You know that person who is always asking friends or family to help him pay his bills? You know the type, the guy who never seems to have his wallet, and always seems to forget to forget to pay you back?
Coal companies like Bumi Resources in Indonesia are just like this guy, except they run to the banks, and the customers of these banks are footing the bill.
There’s mounting evidence that Bumi Resources is a black hole for investor’s money.
The latest evidence is that the credit rating agency Standard & Poor has downgraded their credit rating to selective default from default imminent with little prospect for recovery. This downgrading is a strong signal of how risky it is to invest in coal companies like Bumi Resources.
The downgrading is also evidence that the efforts of Greenpeace and allies to warn regulators and investors of the risk of investing in Bumi Resources and other similar investments into unsustainable fossil fuels like coal are having an effect.
The evidence about Bumi’s money problems has been building for some time. Now, it is Indonesia’s most indebted coal company with $1 billion in obligations within the coming 18 months, making it the weakest of four coal mining companies in Indonesia, according to Moody’s Investors Service.

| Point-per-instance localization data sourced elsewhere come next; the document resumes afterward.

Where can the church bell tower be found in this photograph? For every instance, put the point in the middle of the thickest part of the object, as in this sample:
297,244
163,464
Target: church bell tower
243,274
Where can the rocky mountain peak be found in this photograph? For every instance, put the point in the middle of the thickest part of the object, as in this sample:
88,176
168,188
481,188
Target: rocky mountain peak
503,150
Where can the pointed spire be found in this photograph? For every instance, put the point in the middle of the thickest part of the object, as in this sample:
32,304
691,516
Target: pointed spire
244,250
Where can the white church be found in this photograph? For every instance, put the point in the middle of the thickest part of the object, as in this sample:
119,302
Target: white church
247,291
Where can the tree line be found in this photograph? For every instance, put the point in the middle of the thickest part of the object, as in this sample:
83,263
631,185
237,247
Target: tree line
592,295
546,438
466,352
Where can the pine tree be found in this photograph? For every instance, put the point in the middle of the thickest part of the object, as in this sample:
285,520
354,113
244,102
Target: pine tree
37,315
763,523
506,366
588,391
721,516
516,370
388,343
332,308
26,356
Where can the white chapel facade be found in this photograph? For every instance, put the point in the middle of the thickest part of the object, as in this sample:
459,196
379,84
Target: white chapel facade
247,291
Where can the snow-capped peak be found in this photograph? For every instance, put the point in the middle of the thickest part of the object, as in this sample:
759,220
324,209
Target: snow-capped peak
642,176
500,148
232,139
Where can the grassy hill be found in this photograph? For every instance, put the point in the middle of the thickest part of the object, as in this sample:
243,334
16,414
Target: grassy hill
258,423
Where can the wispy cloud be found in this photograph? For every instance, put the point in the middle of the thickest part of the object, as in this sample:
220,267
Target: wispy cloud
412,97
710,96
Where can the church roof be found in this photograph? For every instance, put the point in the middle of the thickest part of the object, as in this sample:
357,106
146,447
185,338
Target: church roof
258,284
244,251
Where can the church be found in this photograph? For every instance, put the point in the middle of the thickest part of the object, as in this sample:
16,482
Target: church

Yet bondholders and banks continue to prop up Bumi Resources by extending their bonds and entering into loan agreements that allow Bumi Resources to get away with non-repayment! For example, the Chinese Investment Corporation (CIC) (China’s sovereign wealth fund) loaned Bumi Resources $1.9 billion US in 2009.
Bumi Resources cannot pay back the loan, so now CIC is going to enter into a debt-to-equity swap with the company, so it doesn’t have to pay back the $1.9 billion.
This effectively further increases the risk of CIC’s investments, trapping their capital on a stranded asset. It is such a bad investment that the National Audit Office of China’s central government has even come out and criticized CIC for its loss-making investments and lack of due diligence.
Similarly Bumi Resources currently has bonds due to the order of $375 million US, and because they can’t pay their bondholders back, banks such as HSBC, Deutsche Bank and Credit Suisse are currently extending their bonds once again.
Greenpeace and our allies have been trying to communicate to investors that they should stop rescuing companies like Bumi Resources. We have challenged Bumi’ attempts at debt-restructuring by questioning its procedural adequacy with the Indonesian Securities Exchange. We’ve asked the Exchange to review Bumi Resources’ capital raising attempts and its lack of full and frank disclosure for the environmental and financial risks involved in funding the company.
At the same time, we have been appealing to international investors and bondholders and communicating the environmental, financial risks in helping Bumi Resources.
Funding coal companies like Bumi has huge environmental consequences.
The production of coal causes environmental pollution. Land and water resources are destroyed.
Bumi Resources is a big player in this destruction since it is one of the largest coal mining companies in Indonesia. Bumi Resources is currently the most significant coal producer in Indonesia. Production in 2012 was 74 million tonnes.
It owns the Kaltim Prima Coal project in East Kalimantan that produces around 50 million tonnes a year as well as the Fajar Bumi Sakti project near Samarinda, the Pendopo project in Sumatra, the Berau Coal project and the Arutmin project in South Kalimantan.
Satellite imagery and on-the-ground reporting have linked Bumi Resources to human rights abuses and massive contamination of river systems.
Bumi’s operations have had catastrophic impacts on local communities that depend on clean water for their livelihood, food, and cultural gatherings. These are just the local effects. When coal is exported and burnt, it worsens the rate of climate change that is already affecting our planet and causing human misery. Burning more coal will lead to more extreme weather events and more Arctic warming.
Marina Lou is a Greenpeace International Legal Advisor specializing in financial markets regulation.